Wieso auch nicht? Für viele galt er mit Stan Libuda als der technisch stärkste Flügelstürmer Deutschlands damals. Sein Spitzname „Ente“ tat dieser Meinung keinen Abbruch. Ähnlich wie Garrincha hatte er einen eigenwilligen Laufstil – bei Garrincha entstand dies aus einer Deformierung der Beine, beim „deutschen Garrincha“ aus Essen waren es seine Plattfüße und sein Watschelgang, die mitunter seltsam anmuteten. Mit Ball am Fuß aber war Lippens das wohl größte Schlitzohr seiner Zeit.

Besonders beeindruckten sein Fintenrepertoire und seine extreme Agilität. Lippens war außerdem einer der ersten inversen Außenstürmer Europas; im Gegensatz zu den klassischen Flügelstürmern jener Zeit, die meistens mit Ball am Fuß Richtung Grundlinie marschierten und das Mantra des Linksfußes auf Linksaußen und des Rechtsfußes auf Rechtsaußen galt, war Lippens ein deutlich freierer Spieler. Aufgrund seiner „Falschfüßigkeit“ auf dem Flügel konnte er immer wieder in die Mitte ziehen, zum Abschluss kommen oder spielte gefährliche Lochpässe.

Seine Stärke beim tödlichen Pass wird bis heute unterschätzt, weil sie bei seiner guten Torausbeute und seiner spektakulären Spielweise unterging. In 394 Spielen für Rot-Weiß Essen in der 1. und 2. Bundesliga erzielte er über 200 Tore, mit 172 Spielen und 79 Toren ist er Rekordspieler und Rekordtorschütze von Rot-Weiß Essen in der höchsten deutschen Spielklasse.

Ob es tatsächlich für die niederländische Nationalmannschaft gereicht hätte, ist dennoch fraglich. Lippens war der klassische Straßenfußballer, kein Athlet und der Star einer kleinen Mannschaft, die er auf dem Platz wie abseits davon dominierte. Seine Späße in der Kabine, wo er gerne Funktionäre parodierte oder ihnen Kontra gab, sorgten für viel Popularität in der Mannschaft.

Zwei Zitate zeigen, wie diese aussahen:

„Vor einem Gastspiel von Bayern München in Essen machte Lippens, wie der Münchner Torwart Sepp Maier berichtete, den Vorschlag, bei einem Abschlag der Bayern solle Maier zur Belustigung der Zuschauer den Ball auf Lippens spielen, er spiele diesen dann auch wieder zurück, worauf sich Maier jedoch nicht einließ.

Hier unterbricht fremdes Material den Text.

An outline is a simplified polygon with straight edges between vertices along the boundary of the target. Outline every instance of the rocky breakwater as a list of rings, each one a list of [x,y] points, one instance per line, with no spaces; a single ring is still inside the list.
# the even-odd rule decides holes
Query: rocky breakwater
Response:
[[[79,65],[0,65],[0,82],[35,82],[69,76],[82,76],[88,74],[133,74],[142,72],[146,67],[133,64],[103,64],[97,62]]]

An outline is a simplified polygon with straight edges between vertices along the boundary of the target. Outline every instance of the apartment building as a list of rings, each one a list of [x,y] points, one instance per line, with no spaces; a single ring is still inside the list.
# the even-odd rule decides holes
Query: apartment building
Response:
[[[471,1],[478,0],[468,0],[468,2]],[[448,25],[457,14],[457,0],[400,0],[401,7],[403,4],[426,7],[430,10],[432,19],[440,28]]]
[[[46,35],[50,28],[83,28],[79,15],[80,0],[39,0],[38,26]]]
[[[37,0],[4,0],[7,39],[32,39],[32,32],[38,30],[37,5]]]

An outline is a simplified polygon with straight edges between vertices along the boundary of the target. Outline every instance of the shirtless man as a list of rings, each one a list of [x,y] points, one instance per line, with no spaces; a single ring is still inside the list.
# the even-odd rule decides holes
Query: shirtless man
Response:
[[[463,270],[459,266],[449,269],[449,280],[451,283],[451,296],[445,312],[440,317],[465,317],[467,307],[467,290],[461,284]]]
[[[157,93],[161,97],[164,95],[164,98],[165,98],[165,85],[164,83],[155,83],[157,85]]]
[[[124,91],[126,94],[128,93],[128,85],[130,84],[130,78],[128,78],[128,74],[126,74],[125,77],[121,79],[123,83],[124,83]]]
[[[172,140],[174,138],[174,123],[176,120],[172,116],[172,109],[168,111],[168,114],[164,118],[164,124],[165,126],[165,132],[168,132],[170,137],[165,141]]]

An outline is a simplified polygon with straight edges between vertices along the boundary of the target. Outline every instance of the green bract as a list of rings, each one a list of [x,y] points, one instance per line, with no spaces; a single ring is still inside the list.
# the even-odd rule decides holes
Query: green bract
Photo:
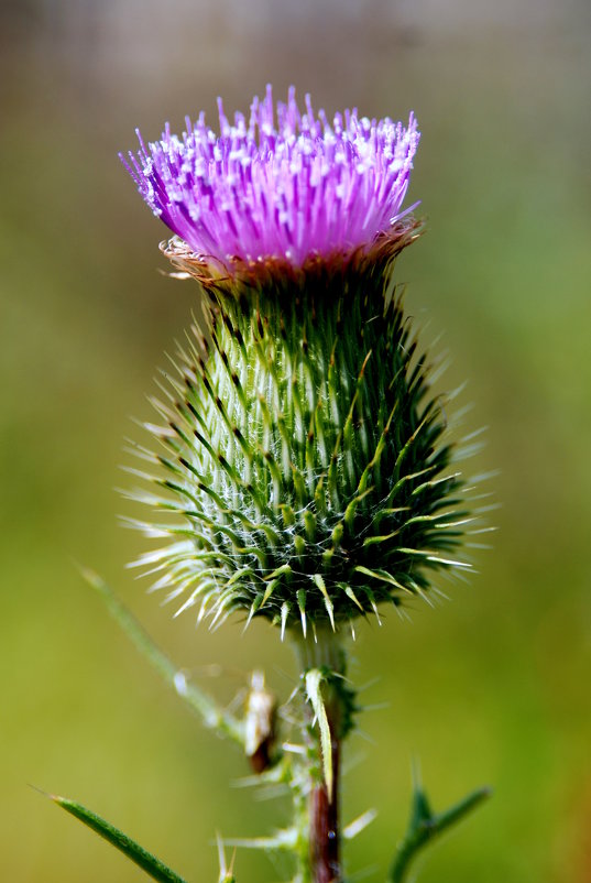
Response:
[[[138,564],[199,620],[338,629],[468,566],[444,401],[392,279],[416,235],[400,224],[370,251],[229,272],[166,247],[205,290],[210,339],[194,329],[166,378],[147,427],[164,450],[138,449],[161,492],[135,495],[175,516],[139,523],[167,543]]]

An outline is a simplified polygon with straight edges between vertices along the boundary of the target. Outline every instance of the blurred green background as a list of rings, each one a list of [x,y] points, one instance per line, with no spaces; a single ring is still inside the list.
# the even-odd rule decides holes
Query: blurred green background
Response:
[[[591,881],[591,13],[587,0],[3,0],[0,12],[2,479],[0,865],[3,880],[142,874],[28,783],[77,798],[193,881],[212,841],[263,833],[283,805],[232,786],[245,764],[161,685],[81,582],[117,588],[157,641],[229,700],[264,665],[286,697],[288,647],[255,625],[172,621],[124,564],[113,490],[164,351],[197,305],[160,274],[162,228],[117,159],[186,112],[245,109],[294,83],[329,113],[423,131],[409,198],[428,232],[400,261],[407,305],[445,331],[450,385],[489,425],[473,469],[502,508],[481,575],[411,624],[363,625],[352,677],[377,682],[350,745],[348,851],[384,879],[414,756],[436,806],[494,799],[420,880]],[[214,677],[209,663],[220,663]],[[240,883],[286,879],[240,850]]]

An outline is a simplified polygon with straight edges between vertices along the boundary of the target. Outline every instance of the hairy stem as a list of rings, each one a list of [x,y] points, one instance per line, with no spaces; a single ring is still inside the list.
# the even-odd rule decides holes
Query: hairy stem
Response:
[[[307,694],[305,741],[310,756],[318,761],[308,772],[309,869],[303,879],[341,883],[339,773],[341,743],[353,708],[344,682],[344,652],[339,636],[328,629],[317,630],[314,640],[300,636],[295,646]]]
[[[313,786],[309,800],[309,843],[311,879],[314,883],[340,883],[342,880],[340,861],[339,827],[339,754],[340,741],[330,724],[332,751],[332,793],[326,782]]]

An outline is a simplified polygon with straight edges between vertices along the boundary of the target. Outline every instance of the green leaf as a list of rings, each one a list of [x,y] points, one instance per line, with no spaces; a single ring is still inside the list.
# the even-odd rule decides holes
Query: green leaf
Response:
[[[244,727],[230,711],[220,708],[215,699],[199,689],[195,684],[189,683],[183,672],[177,668],[172,659],[156,646],[150,635],[143,630],[135,617],[119,600],[112,589],[105,580],[86,567],[80,567],[83,578],[102,598],[110,614],[119,623],[128,637],[140,651],[140,653],[160,673],[164,680],[175,689],[177,695],[184,699],[194,711],[201,718],[205,727],[210,730],[218,730],[225,735],[244,746]]]
[[[462,800],[453,804],[442,813],[434,813],[430,808],[427,795],[418,774],[414,774],[413,803],[411,805],[411,818],[408,829],[398,843],[396,855],[392,864],[388,883],[404,883],[412,862],[418,852],[434,839],[447,831],[452,825],[461,821],[466,816],[475,809],[477,806],[491,796],[490,788],[478,788]]]
[[[143,847],[132,840],[131,837],[128,837],[123,831],[120,831],[119,828],[114,828],[108,821],[105,821],[100,816],[86,809],[81,804],[77,804],[75,800],[68,800],[67,797],[57,797],[54,794],[48,796],[54,803],[61,806],[62,809],[65,809],[66,813],[69,813],[88,826],[88,828],[91,828],[91,830],[100,835],[100,837],[103,837],[105,840],[108,840],[111,846],[116,847],[123,855],[127,855],[128,859],[131,859],[142,871],[145,871],[152,880],[158,880],[160,883],[186,883],[182,876],[171,871],[160,859],[156,859],[155,855],[147,852]]]

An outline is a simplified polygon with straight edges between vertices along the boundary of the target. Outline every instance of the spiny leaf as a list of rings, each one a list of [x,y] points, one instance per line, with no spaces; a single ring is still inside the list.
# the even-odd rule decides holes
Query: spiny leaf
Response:
[[[69,800],[67,797],[58,797],[54,794],[48,796],[55,804],[61,806],[62,809],[65,809],[66,813],[79,819],[84,825],[116,847],[123,855],[131,859],[131,861],[141,868],[142,871],[145,871],[152,880],[157,880],[160,883],[186,883],[182,876],[167,868],[160,859],[152,855],[151,852],[147,852],[147,850],[136,843],[135,840],[132,840],[131,837],[120,831],[119,828],[116,828],[100,816],[97,816],[96,813],[91,813],[90,809],[87,809],[75,800]]]

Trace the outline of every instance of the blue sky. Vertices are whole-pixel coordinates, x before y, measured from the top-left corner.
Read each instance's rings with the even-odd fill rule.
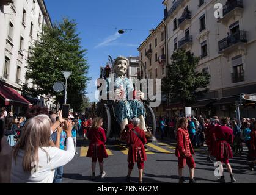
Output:
[[[95,101],[95,81],[108,55],[138,56],[137,48],[163,18],[162,0],[45,0],[53,22],[67,16],[78,24],[92,77],[87,89]],[[119,29],[128,29],[123,34]]]

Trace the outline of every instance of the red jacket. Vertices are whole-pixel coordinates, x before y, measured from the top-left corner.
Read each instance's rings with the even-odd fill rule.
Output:
[[[130,126],[130,127],[131,127],[131,126]],[[135,134],[133,129],[137,132],[138,136]],[[139,127],[134,127],[129,129],[125,132],[123,132],[122,133],[122,136],[126,138],[127,145],[129,147],[127,161],[133,163],[146,161],[147,155],[144,144],[147,143],[147,139],[145,132]]]
[[[186,144],[186,137],[185,133],[188,133],[189,146],[187,146]],[[190,153],[192,155],[195,155],[193,147],[192,146],[191,141],[189,139],[189,135],[187,129],[179,128],[177,132],[177,146],[175,151],[175,155],[178,158],[183,157],[185,156],[186,153],[186,149],[189,147],[190,149]]]
[[[215,138],[213,155],[218,158],[232,158],[230,144],[234,139],[233,130],[225,126],[217,126],[214,129],[213,133]]]
[[[255,158],[256,158],[256,129],[253,129],[252,131],[250,132],[250,146],[251,146],[251,151],[250,151],[250,157]]]
[[[87,157],[107,158],[105,142],[107,141],[104,130],[100,127],[98,129],[90,129],[87,138],[90,140],[87,154]]]

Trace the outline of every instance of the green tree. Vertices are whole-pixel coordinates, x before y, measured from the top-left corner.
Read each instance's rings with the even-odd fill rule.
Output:
[[[90,78],[87,77],[86,49],[81,46],[75,21],[64,18],[52,28],[43,27],[40,40],[35,41],[30,52],[26,77],[32,79],[35,87],[23,83],[23,93],[34,96],[50,94],[56,97],[56,102],[62,103],[64,92],[56,93],[53,87],[58,81],[65,83],[62,72],[70,71],[72,74],[68,80],[67,103],[75,110],[79,110]]]
[[[168,99],[180,102],[184,107],[191,106],[197,97],[208,91],[210,76],[196,71],[199,60],[199,57],[184,49],[174,52],[171,64],[167,66],[167,76],[162,79],[162,91]]]

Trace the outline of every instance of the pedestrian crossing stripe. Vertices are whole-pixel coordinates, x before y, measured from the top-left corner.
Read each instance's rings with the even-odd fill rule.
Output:
[[[166,153],[166,154],[173,154],[174,152],[170,152],[169,151],[167,151],[163,147],[157,146],[156,145],[154,145],[150,143],[148,143],[147,144],[147,146],[148,146],[148,147],[150,147],[154,149],[155,149],[156,151],[158,151],[161,153]]]
[[[176,147],[168,145],[167,144],[166,144],[165,143],[163,143],[163,142],[158,142],[158,145],[160,145],[160,146],[165,146],[166,147],[168,147],[168,148],[173,149],[173,150],[176,149]]]
[[[107,151],[107,153],[108,153],[108,156],[114,155],[113,153],[112,153],[112,152],[109,149],[107,149],[106,151]]]

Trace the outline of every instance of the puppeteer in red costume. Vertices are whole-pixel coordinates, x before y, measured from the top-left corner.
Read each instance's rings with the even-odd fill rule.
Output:
[[[126,140],[129,147],[128,162],[129,169],[132,169],[135,163],[139,169],[144,169],[144,161],[147,160],[144,144],[147,143],[145,132],[139,127],[129,123],[122,132],[122,139]]]
[[[213,155],[216,161],[229,164],[229,158],[233,158],[230,144],[233,141],[233,130],[225,125],[216,126],[213,129],[215,138],[215,146]]]
[[[190,168],[196,167],[192,155],[195,155],[187,129],[178,128],[177,132],[175,155],[178,157],[178,168],[183,168],[186,163]]]
[[[87,154],[87,157],[92,158],[92,161],[100,163],[107,158],[108,153],[106,150],[105,142],[107,141],[104,130],[102,127],[98,129],[90,129],[88,132],[88,139],[90,140]]]

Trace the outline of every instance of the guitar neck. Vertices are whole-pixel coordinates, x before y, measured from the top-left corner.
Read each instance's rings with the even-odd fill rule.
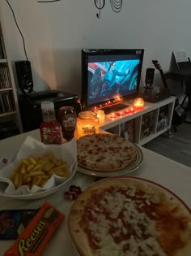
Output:
[[[160,76],[161,76],[164,87],[168,89],[165,76],[163,74],[163,69],[161,68],[158,60],[153,60],[152,63],[155,65],[155,67],[159,71],[159,73],[160,73]]]
[[[160,76],[161,76],[161,78],[162,78],[162,80],[163,80],[164,87],[168,88],[168,84],[167,84],[166,78],[164,76],[163,72],[162,70],[159,70],[159,73],[160,73]]]

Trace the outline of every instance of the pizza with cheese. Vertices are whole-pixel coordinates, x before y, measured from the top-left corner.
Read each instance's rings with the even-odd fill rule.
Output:
[[[133,143],[116,134],[86,135],[77,140],[78,164],[96,171],[117,171],[137,158]]]
[[[180,199],[134,177],[92,184],[69,217],[81,256],[190,256],[190,210]]]

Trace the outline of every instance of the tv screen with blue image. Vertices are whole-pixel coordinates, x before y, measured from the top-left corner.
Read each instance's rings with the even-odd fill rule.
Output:
[[[105,106],[117,97],[132,98],[138,91],[142,50],[107,50],[83,54],[82,98],[85,106]],[[87,108],[87,107],[86,107]]]

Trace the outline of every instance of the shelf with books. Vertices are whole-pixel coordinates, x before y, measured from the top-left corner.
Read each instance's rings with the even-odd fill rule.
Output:
[[[0,63],[7,63],[6,59],[0,59]]]
[[[16,114],[16,111],[6,112],[6,113],[0,114],[0,117],[15,115],[15,114]]]
[[[12,89],[13,89],[12,87],[0,89],[0,93],[1,92],[11,91]]]
[[[15,111],[15,101],[11,91],[4,91],[0,93],[0,113]]]
[[[0,126],[3,137],[14,130],[22,132],[22,123],[17,98],[17,92],[13,76],[12,64],[10,59],[9,44],[4,26],[4,12],[0,7]],[[9,126],[10,128],[6,127]],[[6,132],[5,132],[6,131]],[[0,137],[1,139],[1,137]]]

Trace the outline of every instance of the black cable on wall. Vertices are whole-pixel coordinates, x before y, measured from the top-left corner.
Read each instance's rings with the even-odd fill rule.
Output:
[[[26,51],[26,47],[25,47],[24,37],[23,37],[23,34],[22,34],[22,32],[21,32],[21,30],[20,30],[20,28],[19,28],[19,25],[18,25],[18,23],[17,23],[17,20],[16,20],[16,18],[15,18],[15,15],[13,8],[11,7],[11,4],[10,4],[10,2],[9,2],[8,0],[6,0],[6,2],[7,2],[7,4],[8,4],[10,9],[11,9],[11,11],[12,11],[13,18],[14,18],[14,20],[15,20],[15,24],[16,24],[16,26],[17,26],[17,28],[18,28],[18,30],[19,30],[19,33],[20,33],[20,35],[21,35],[22,40],[23,40],[23,49],[24,49],[24,54],[25,54],[25,56],[26,56],[27,60],[28,60],[28,54],[27,54],[27,51]]]

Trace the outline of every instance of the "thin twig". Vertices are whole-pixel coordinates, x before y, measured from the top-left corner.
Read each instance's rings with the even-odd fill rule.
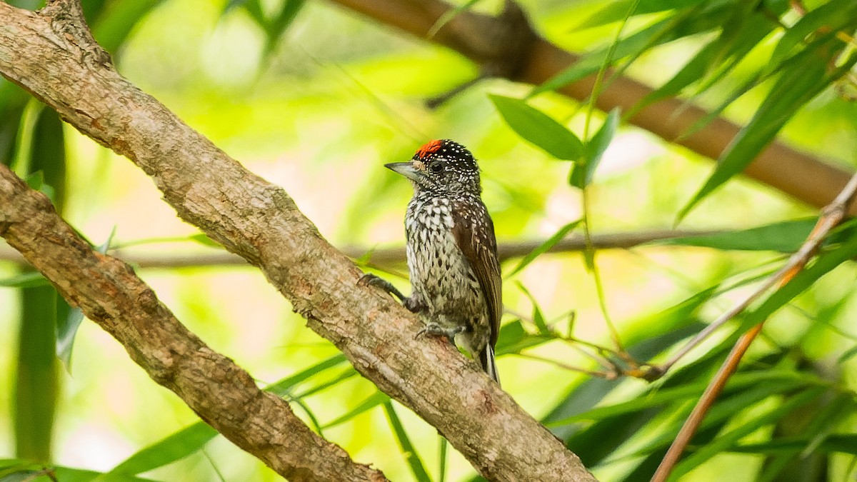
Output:
[[[560,361],[557,361],[557,360],[554,360],[554,359],[552,359],[552,358],[544,358],[544,357],[540,357],[538,355],[533,355],[533,354],[530,354],[530,353],[511,353],[511,354],[513,354],[513,355],[516,355],[516,356],[518,356],[518,357],[521,357],[521,358],[530,358],[530,359],[536,360],[536,361],[540,361],[540,362],[549,363],[551,365],[556,365],[556,366],[558,366],[558,367],[560,367],[561,369],[564,369],[564,370],[570,370],[572,371],[578,371],[580,373],[585,373],[586,375],[589,375],[590,377],[597,377],[599,378],[606,378],[608,380],[612,380],[612,379],[616,378],[618,377],[617,374],[614,374],[614,373],[611,373],[611,372],[608,372],[608,371],[605,372],[605,371],[595,371],[593,370],[586,370],[585,368],[580,368],[580,367],[578,367],[578,366],[572,366],[570,365],[564,364],[564,363],[562,363]]]
[[[739,304],[739,306],[741,307],[740,310],[733,309],[729,312],[734,312],[733,316],[734,316],[734,314],[740,312],[740,310],[746,308],[752,299],[758,298],[773,285],[776,284],[782,286],[800,273],[806,266],[806,263],[809,262],[810,259],[818,250],[818,247],[821,246],[822,242],[830,232],[830,230],[839,225],[845,218],[855,196],[857,196],[857,174],[852,176],[842,192],[836,196],[830,204],[822,209],[818,222],[812,228],[812,232],[806,241],[800,246],[798,252],[788,260],[786,266],[771,276],[767,282],[757,289],[746,300]],[[696,407],[693,407],[693,411],[687,419],[685,420],[681,430],[679,431],[679,435],[673,441],[669,449],[667,450],[667,454],[664,455],[663,460],[661,461],[661,464],[651,479],[652,482],[663,482],[669,476],[669,473],[681,457],[681,454],[690,443],[696,431],[699,428],[699,425],[702,424],[705,414],[714,404],[714,401],[720,395],[729,377],[738,369],[738,364],[746,352],[747,348],[750,347],[752,340],[762,331],[764,324],[764,322],[763,321],[752,327],[749,331],[741,335],[735,343],[735,346],[733,346],[729,356],[723,362],[723,365],[721,365],[720,370],[717,371],[716,375],[715,375],[711,383],[705,389],[705,392],[700,397],[699,401],[697,402]]]
[[[674,239],[676,238],[693,238],[724,232],[728,232],[653,230],[596,234],[592,236],[592,246],[596,250],[624,250],[646,243],[655,243],[656,241]],[[497,246],[497,254],[500,261],[519,258],[526,256],[543,243],[543,239],[501,243]],[[577,252],[584,250],[585,246],[586,244],[582,236],[570,236],[552,246],[548,252]],[[365,264],[379,267],[388,267],[389,265],[405,262],[404,246],[373,249],[367,246],[350,245],[341,248],[340,250],[352,258],[361,259],[365,257]],[[140,268],[170,268],[206,266],[248,266],[247,262],[243,258],[226,251],[177,254],[123,252],[123,250],[111,250],[110,254],[122,259],[125,262]],[[21,254],[3,244],[0,244],[0,262],[11,262],[21,265],[26,264]]]

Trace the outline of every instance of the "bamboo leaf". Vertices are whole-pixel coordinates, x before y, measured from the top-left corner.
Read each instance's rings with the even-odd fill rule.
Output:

Angeblich soll er auch zumindest verwarnt worden sein, als er mit der Begründung, er wolle endlich mal ein Kopfballtor erzielen, den Ball im Liegen mit dem Kopf über die Linie beförderte.“

Beim autoritären Rinus Michels und auch noch als „deutscher Außenseiter“ in der Mannschaft hätte er sich dies wohl nicht erlauben können. Auch als Star der Mannschaft hätte er neben dem Kopf der niederländischen Nationalmannschaft, Johan Cruijff, nie eine Chance gehabt. Umso trauriger ist es, dass er sich durch den Einsatz die Chance auf eine WM- oder EM-Teilnahme im Dress der deutschen Nationalmannschaft gebracht hatte. 1972 und 1974 gab es nämlich trotz starker Leistungen Kritik an einer Position: Den oftmals vakanten Außenstürmerposten.